Preliminary evaluation of Pier cap from an ASR affected bridge in Central Canada
Bibliographic record
Abstract
The Bridge, a highway bridge structure, was built using a suspected alkali-silica reactive aggregate in the 1960’s in a city in central Canada. Its concrete elements experienced rapid deterioration resulting in the need for costly increased repairs and rehabilitations. Alkali-silica reaction (ASR) is one of several damage mechanisms which might be contributing to damage of concrete elements. Infrastructure in central Canada experiences frequent freeze-thaw cycles, and heavy use of de-icing salts in winter as well as high heat and humidity in summer which might intensify distress.

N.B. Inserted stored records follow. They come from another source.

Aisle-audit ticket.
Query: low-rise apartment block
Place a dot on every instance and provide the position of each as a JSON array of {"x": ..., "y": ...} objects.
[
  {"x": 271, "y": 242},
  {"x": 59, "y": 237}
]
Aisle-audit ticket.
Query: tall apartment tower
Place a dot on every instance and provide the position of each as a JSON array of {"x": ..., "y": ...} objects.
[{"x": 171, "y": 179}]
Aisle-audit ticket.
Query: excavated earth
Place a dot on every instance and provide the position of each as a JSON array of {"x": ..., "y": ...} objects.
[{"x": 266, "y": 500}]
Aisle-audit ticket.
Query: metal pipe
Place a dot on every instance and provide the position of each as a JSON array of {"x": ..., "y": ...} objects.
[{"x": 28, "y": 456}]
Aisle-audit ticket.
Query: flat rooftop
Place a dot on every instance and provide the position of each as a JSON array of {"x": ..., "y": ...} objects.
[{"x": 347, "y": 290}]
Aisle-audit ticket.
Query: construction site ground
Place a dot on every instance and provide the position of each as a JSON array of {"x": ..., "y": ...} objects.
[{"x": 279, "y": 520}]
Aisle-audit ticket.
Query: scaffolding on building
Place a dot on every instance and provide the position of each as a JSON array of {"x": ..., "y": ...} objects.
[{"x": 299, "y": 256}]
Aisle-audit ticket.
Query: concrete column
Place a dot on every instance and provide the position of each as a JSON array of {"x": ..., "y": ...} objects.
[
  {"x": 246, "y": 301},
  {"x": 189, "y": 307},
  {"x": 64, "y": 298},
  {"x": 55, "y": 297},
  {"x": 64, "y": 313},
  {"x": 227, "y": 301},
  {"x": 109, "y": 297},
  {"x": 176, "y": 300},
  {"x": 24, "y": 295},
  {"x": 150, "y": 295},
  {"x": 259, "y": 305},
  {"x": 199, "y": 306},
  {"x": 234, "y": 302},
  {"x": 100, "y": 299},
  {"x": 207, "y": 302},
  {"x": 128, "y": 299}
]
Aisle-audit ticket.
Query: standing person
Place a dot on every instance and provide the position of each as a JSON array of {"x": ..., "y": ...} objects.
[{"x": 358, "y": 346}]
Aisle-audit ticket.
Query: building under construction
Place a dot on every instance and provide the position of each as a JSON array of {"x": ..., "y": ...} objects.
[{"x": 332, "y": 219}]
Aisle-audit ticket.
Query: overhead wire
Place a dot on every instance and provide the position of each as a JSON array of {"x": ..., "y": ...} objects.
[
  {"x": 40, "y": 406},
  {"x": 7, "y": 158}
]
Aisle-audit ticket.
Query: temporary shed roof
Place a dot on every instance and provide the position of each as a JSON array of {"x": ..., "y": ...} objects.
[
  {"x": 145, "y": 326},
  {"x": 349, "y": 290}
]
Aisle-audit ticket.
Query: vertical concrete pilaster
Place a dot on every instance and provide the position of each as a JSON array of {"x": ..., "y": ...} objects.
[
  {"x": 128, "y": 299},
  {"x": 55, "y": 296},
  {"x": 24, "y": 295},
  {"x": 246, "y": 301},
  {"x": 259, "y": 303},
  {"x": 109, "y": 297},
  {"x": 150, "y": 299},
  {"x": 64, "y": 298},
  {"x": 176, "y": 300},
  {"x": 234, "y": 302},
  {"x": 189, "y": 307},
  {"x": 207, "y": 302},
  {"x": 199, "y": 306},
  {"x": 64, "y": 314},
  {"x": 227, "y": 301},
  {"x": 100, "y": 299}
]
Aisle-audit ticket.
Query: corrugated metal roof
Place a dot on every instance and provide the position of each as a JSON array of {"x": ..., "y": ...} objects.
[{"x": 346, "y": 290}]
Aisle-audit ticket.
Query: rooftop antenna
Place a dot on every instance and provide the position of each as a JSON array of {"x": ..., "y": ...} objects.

In recent years several concrete elements were selected for further assessment. Among them, five segments of a decommissioned Pier cap were selected for preliminary evaluation through visual inspection (conventional, semi-quantitative and quantitative using the cracking index) and non-destructive techniques (Schmidt hammer, ultrasonic pulse velocity and surface resistivity). Preliminary assessment results will be used to determine the appropriate locations (i.e., demonstrating the lowest/ highest deterioration) to extract cores for further assessment. Future work will be conducted on extracted cores using a multi-level assessment technique consisting of mechanical (compressive testing and stiffness-damage test) and microscopic procedures (the damage rating index and SEM) to assess the condition of the Pier cap.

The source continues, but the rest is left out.